Carey means to debunk several myths, including the idea that there is some essence or set of criteria that identifies what is art. He argues that attempts to identify a sub-set of ‘genuine’ artworks are premised on the assertion that one person's feelings are more valuable than another’s. Carey dismisses this, arguing we cannot know another person's feelings and that in any case, ranking feelings in terms of their value is arbitrary: ultimately, just a matter of how you feel. Art, Carey thinks, is just what the individual thinks to be art (question: do people—including ordinary members of the public looking at an exhibition—think that judging artworks is judging people's feelings? Carey does not consider ontology of art; in fact, the opening of the book implies that realism here—and in ethics—would have to be a ‘religious’ matter).

If Carey is right, we cannot rank art at all as art, which I find hard to square with our ideas and practices of artistic growth and development. For example, I know a composer who moved from writing pleasant, derivative tunes to developing an independent and quite revolutionary voice. I can describe this change best in terms that are neither purely factual nor simple reflection of my own feelings: I can best discuss his growth and improvement as a creative artist within the terms of the art of music. Carey would presumably try to reduce the musicology here, like the artworks themselves, to fact or to taste. He is a nominalist about art: there are no universals, only individual artworks made so by individuals’ reactions and decisions. He does not offer a theoretical argument: true nominalist, he simply says without criticism ‘this is what has happened: people now call “art” whatever they feel like.’

He does not take a position on whether someone can describe something as art without first having a concept or idea of art. He might say that the concept of art too is personal—which may be true in the sense that it is personal to me, my concept, but hardly in the sense that its content is entirely personal to me.
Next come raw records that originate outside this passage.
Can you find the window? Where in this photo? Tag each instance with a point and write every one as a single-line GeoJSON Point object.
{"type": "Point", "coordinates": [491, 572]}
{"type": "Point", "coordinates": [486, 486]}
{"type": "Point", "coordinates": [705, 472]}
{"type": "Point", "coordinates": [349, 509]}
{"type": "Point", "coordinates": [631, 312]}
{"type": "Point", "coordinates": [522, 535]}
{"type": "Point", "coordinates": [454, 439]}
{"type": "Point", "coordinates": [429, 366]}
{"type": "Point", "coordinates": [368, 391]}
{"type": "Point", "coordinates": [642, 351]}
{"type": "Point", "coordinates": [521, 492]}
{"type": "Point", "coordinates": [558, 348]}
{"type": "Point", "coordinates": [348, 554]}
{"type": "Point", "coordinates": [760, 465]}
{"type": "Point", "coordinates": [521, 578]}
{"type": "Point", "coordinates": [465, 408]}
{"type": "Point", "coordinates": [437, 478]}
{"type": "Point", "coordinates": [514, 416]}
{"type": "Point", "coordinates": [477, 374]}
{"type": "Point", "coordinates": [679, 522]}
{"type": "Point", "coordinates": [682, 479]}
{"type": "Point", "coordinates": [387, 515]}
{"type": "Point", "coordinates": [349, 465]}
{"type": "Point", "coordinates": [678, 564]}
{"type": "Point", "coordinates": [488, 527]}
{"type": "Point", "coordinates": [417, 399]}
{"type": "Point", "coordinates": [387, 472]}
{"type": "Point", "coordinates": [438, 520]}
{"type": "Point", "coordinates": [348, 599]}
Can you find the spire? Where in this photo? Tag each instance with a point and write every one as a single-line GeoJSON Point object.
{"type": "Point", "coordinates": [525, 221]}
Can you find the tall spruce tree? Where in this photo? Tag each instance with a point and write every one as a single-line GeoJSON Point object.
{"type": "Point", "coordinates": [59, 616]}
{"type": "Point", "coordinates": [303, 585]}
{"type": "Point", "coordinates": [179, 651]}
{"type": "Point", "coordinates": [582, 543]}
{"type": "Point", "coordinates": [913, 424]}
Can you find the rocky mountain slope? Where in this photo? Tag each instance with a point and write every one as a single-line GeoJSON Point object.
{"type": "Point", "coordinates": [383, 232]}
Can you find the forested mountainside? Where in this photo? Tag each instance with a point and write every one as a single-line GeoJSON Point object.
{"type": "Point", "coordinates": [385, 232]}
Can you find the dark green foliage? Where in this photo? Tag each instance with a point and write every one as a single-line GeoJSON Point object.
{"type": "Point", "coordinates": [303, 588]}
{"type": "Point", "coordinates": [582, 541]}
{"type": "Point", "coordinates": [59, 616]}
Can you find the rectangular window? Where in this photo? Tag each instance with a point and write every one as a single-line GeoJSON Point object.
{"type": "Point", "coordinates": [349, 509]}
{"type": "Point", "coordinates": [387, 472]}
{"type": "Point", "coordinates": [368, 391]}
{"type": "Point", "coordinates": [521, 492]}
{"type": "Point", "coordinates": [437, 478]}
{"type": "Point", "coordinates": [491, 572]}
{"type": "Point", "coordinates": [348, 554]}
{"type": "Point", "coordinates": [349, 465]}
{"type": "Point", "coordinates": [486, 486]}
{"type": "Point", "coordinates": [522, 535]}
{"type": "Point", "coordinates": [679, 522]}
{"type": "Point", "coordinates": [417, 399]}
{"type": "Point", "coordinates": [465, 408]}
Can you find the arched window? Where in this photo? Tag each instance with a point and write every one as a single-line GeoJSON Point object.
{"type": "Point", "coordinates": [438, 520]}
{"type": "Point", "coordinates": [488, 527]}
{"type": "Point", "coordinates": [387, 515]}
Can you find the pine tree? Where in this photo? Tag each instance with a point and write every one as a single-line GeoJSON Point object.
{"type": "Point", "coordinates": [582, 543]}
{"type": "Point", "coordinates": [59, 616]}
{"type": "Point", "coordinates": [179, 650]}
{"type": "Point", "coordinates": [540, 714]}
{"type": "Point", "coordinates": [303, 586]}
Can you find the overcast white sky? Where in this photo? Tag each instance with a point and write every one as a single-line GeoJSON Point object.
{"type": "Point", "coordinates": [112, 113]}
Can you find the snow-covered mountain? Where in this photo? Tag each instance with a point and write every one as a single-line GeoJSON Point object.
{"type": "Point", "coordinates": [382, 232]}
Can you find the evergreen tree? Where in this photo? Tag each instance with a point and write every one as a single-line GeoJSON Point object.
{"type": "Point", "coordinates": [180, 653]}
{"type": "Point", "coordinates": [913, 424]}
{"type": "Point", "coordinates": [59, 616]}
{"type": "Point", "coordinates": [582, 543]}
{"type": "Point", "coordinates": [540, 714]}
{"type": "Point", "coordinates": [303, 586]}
We hold the concepts we do because of our beliefs about the truth, not because we feel like holding these concepts. Anyone who says they ‘just feel like’ holding a certain concept of art, or of anything else, isn’t accurately and fully describing what they do when they think conceptually.

Carey is strongly empiricist (p. 174: ‘we cannot talk of truth and falsehood except where proof is available…’). He calls often—and often rightly—for evidence, tests, surveys before we can make claims about what ‘people’ think about art. But individuals are rarely the (sole) authorities for their own responses. We can’t settle complex issues just by piling up testimonial evidence. What matters too is the thinking and reasons behind people's testimonies—the meaning of this evidence—and this calls for careful, including non-empirical, analysis. Carey may well have demonstrated that we lack today a theory of art that is popularly acceptable, yet people (me, for one) may still react as if we do have this theory, or at least could have. Perhaps a good theory of art is still to be sought; perhaps it exists elsewhere than in the enlightenment and post-enlightenment aestheticians Carey reviews.

Ch. 2 explores recent views that fashion, gardening and other familiar activities are art; or rather, that the category of art should be dropped in favour of a broader class of activities we find special, enthralling, encouraging. Since all such activities must serve our evolutionary needs, football or fashion may be more valuable than Poussins or symphonies. But humans have other than evolutionary needs—reason means we can transform or extend our evolutionary inheritance from mere survival into an interest in the potentially infinite questions of knowledge, action and appreciation. Art that satisfies these more cerebral needs can also benefit the activities that connect us more directly with survival: thus gardening and fashion may benefit from the content of traditional arts as well as explain the roots of these arts. Perhaps it is the interplay between developed art and natural practices that makes gardening more than subsistence, fashion more than attracting a mate, football more than hunting raids. If so, the high-versus-popular-art debate does not reflect the reality, whether one takes Carey's position within that debate or not.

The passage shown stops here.